- MNDF Marine Corps flag
- Founded: 2006
- Country: Maldives
- Type: Marines
- Role: Amphibious warfare Close-quarters combat Counter-insurgency Counter-terrorism Ground warfare Jungle warfare Maneuver warfare Raiding Rapid Reaction Force Reconnaissance Special forces support
- Part of: Maldives National Defence Force

Commanders
- Commandant: Brigadier General Abdulla Zuhury
- Principal Director: Colonel Hassan Bushry

= MNDF Marine Corps =

The MNDF Marine Corps are the frontline ground combat force of the Maldives National Defence Force, formed in 2006. The Marine Corps (formerly known as Rapid Reaction Force) were established at various strategic locations and vulnerable areas to enhance the force projection to provide their services throughout the country.

== History ==
The former infantry-oriented rapid reaction force was transformed into the Marine Corps under the new direction considering the archipelagic and maritime nature of the country, and to that effect having felt the need to incorporate marine tactics into the force which largely cater for amphibious and rapid deployment capabilities.

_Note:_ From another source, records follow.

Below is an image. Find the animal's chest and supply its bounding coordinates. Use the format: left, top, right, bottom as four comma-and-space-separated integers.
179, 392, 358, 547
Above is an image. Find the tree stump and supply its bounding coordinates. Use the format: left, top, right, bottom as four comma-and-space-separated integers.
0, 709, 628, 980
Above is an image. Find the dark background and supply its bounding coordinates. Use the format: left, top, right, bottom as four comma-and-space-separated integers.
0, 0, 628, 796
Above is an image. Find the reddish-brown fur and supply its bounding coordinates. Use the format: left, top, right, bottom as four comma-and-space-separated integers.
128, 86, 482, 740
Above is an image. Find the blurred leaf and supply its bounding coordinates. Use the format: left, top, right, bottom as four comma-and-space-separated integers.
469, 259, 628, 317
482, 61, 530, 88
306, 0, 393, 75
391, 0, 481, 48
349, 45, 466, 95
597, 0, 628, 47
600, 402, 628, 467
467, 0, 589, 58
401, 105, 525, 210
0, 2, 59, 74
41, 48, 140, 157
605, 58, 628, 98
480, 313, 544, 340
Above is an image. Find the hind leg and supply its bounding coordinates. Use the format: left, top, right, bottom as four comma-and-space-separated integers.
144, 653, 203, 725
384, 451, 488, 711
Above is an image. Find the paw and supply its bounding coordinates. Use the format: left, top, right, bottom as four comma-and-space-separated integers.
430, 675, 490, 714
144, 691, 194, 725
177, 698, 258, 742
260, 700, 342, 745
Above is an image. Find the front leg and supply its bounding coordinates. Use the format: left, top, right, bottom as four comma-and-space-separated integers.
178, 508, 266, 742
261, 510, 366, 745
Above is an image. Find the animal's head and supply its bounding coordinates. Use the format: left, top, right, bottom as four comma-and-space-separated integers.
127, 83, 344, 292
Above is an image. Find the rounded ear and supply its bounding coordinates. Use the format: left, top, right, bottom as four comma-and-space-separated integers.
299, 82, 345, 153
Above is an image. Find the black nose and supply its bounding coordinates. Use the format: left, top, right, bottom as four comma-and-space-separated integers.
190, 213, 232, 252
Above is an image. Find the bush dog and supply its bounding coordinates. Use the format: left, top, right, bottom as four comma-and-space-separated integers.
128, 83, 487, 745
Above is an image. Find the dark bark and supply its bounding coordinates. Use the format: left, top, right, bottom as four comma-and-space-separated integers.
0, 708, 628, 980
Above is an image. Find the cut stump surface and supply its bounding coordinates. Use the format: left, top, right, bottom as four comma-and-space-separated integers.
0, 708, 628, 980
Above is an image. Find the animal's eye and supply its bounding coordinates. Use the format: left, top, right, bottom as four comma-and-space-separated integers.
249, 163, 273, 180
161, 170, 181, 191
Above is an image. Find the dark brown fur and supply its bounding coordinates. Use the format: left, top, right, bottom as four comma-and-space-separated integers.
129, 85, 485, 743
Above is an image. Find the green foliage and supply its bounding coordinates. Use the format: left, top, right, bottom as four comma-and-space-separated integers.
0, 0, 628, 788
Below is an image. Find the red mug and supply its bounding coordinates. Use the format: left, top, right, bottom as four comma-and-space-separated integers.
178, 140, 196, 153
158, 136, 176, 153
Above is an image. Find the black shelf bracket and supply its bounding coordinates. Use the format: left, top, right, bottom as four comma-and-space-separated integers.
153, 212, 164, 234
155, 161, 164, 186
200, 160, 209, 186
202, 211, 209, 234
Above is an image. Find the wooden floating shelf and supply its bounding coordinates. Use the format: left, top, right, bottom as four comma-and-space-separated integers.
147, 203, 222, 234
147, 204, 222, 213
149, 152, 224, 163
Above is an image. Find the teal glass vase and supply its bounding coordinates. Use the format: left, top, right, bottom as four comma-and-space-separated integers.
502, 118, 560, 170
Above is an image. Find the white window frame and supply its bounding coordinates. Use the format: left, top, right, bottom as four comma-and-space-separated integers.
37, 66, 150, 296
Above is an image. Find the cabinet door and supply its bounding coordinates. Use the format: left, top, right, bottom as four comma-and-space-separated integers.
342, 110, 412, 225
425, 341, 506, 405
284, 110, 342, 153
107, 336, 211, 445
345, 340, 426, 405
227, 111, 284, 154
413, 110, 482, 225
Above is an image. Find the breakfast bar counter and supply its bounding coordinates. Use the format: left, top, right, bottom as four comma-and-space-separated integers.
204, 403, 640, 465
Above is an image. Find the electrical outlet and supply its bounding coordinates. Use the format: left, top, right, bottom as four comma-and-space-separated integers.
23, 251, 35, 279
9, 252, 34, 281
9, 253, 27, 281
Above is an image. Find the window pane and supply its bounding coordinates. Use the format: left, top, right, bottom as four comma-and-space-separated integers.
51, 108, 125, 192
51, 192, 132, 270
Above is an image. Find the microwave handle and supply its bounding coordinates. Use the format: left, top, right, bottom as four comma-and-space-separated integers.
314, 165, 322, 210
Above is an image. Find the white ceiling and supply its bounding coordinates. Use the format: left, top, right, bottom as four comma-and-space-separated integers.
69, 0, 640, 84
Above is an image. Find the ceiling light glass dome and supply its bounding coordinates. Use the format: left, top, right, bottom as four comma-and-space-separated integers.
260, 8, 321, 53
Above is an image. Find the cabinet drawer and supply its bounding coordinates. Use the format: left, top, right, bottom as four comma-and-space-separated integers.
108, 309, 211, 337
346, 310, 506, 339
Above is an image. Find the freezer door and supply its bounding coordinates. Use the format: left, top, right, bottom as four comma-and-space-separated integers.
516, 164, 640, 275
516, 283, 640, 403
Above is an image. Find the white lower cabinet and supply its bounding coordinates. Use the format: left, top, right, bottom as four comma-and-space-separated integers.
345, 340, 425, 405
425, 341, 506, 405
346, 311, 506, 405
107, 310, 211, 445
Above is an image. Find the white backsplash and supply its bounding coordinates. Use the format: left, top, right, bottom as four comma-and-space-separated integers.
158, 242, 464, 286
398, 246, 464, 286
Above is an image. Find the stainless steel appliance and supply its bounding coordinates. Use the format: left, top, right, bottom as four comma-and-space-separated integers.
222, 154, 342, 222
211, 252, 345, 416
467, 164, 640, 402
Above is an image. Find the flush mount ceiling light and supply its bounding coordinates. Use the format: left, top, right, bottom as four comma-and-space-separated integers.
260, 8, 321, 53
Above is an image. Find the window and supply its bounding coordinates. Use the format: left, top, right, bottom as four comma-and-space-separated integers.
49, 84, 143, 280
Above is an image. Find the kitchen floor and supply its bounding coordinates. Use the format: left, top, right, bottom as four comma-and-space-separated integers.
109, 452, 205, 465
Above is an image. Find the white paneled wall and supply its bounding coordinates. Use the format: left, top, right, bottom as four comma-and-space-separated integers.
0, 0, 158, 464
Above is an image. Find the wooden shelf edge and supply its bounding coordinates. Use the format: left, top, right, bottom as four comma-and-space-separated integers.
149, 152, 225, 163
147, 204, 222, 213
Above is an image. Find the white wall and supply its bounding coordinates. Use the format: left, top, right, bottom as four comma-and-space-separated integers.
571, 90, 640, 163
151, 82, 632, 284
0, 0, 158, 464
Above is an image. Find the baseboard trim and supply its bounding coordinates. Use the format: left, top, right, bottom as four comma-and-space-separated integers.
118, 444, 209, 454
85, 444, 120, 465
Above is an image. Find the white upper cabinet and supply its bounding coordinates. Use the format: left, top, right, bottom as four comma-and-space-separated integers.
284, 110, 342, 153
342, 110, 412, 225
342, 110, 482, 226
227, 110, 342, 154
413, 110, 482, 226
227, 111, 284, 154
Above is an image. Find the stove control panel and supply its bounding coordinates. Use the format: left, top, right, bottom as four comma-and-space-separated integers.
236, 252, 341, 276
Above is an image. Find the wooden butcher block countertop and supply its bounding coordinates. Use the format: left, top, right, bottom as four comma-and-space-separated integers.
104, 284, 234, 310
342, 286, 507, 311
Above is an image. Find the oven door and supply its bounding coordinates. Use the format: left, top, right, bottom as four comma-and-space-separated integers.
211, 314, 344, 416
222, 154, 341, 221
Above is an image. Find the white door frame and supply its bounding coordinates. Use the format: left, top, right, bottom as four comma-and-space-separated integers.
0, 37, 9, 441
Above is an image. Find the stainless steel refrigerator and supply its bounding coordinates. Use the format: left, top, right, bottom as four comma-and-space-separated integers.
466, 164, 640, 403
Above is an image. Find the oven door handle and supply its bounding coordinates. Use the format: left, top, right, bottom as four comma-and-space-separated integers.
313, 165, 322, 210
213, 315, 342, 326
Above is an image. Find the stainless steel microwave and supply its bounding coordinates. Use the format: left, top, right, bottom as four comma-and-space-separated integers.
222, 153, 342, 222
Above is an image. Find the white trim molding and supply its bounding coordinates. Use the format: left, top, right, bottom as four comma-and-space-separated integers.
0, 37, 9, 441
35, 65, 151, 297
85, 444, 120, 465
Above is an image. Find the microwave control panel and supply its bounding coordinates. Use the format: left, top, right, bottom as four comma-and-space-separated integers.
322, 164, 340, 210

The Marine Corps is trained and equipped to project its combat power through sea by its inherent rapid deployable capabilities and to fight in all types of weather and terrain in the country including urban terrain.

== Structure ==

It is structured into Marine Deployment Units (MDUs) which is centered on an infantry organization and acts as force projection elements of the MNDF by closely working with the Coast Guard. MDUs are currently being deployed in all the Area Commands of the MNDF. Some of these MDUs have armored detachments consisting of armored personnel carriers and infantry fighting vehicles which provide armor protection and mobility to ground combat troops.

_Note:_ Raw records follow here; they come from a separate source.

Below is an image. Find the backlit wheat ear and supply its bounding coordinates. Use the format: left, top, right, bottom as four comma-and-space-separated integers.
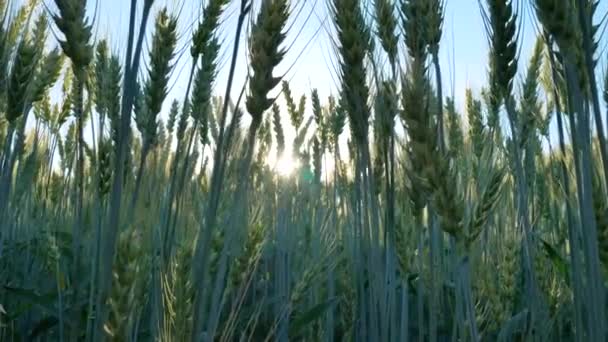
425, 0, 445, 55
190, 0, 229, 58
467, 168, 505, 244
281, 81, 304, 131
104, 55, 122, 144
445, 98, 464, 158
245, 0, 289, 130
374, 0, 398, 67
332, 0, 371, 146
401, 0, 428, 63
94, 39, 110, 115
135, 8, 177, 150
272, 104, 285, 156
191, 38, 220, 129
167, 100, 179, 136
53, 0, 93, 77
465, 89, 485, 159
520, 39, 544, 146
30, 49, 63, 102
487, 0, 517, 101
6, 38, 38, 123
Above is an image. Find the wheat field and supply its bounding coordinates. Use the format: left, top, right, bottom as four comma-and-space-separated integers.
0, 0, 608, 342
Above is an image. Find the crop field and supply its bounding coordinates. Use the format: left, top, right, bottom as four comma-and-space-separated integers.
0, 0, 608, 342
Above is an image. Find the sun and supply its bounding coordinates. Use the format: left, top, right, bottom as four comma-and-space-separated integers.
268, 153, 299, 177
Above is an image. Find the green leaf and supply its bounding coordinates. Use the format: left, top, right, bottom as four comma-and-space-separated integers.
538, 237, 570, 284
290, 298, 337, 339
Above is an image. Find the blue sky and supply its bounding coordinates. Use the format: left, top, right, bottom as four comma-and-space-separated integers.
77, 0, 608, 157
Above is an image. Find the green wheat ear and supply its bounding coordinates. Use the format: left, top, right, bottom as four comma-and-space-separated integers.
6, 38, 38, 123
332, 0, 371, 146
487, 0, 517, 101
245, 0, 289, 131
135, 8, 177, 150
53, 0, 93, 77
374, 0, 399, 65
272, 103, 285, 156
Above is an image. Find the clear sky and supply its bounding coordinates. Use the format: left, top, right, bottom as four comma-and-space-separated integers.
66, 0, 608, 158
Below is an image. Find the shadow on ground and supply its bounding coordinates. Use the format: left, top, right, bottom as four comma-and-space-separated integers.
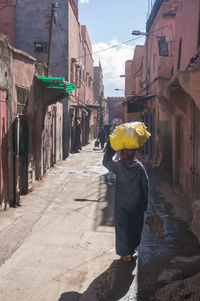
138, 172, 200, 301
58, 260, 136, 301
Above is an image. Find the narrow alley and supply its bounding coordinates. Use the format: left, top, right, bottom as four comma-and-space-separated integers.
0, 143, 200, 301
0, 144, 134, 301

The Marine Corps is headed by the Commandant of the Marine Corps who holds the rank of a Brigadier General. The Commandant is responsible for administration, readiness, training and discipline of the force. Hence, he formulates policy on these aspects in consultation with the Chief of Defence Force and the Vice Chief of Defence Force and with the civil leadership. The Commandant does not have the operational command authority over the Marine Corps. The administrative duties of the force such as organizing, equipping, posting, assigning and so forth are discharged through the Principal Director of the Marine Corps.

== Task ==
The primary task of the Marine Corps is to protect the land territory of the country by defending the critical infrastructure and the key state installations of the state and and, importantly, to act as a standby force to react to ‘Be Prepared Missions’. In addition to their Key Point Defence roles, the major offensive operational tasks of the Marine Corps during a hostile situation will be to perform zone reconnaissance, to undertake amphibious assaults, to secure beach-heads, to exploit breakthroughs and conduct close-quarter combat and other combined-arms operations. Thus, the MNDF marines undergo an annual cycle of rigorous infantry-oriented training which is generally of amphibious nature. As a result, a normal day for a marine comprises intense physical training, training on Marine Corps tactics, techniques, procedures and soldierly skills. Apparently, the ultimate focus of the Marine Corps training is to provide a cohesive combat efficient team that is tactically sound and highly maneuverable on Maldivian terrain with high stamina and physical agility.

== Functions ==
The Marine Corps is composed of Marine Deployment Units (MDUs). They are deployed for the purpose of maintaining security in their key areas of responsibility and their operational conduct involves:

- Assistance to Coast Guard in maritime operations.
- Assistance to Civil Authorities at times of crisis.
- Search and Rescue operations.
- Providing Key Point guards.
- Undertaking combat operations.
- Conducting counter insurgency.
- Carrying out counter terrorism operations.

The Marine Corps is often assigned to non-combat missions such as providing humanitarian assistance and disaster relief operations.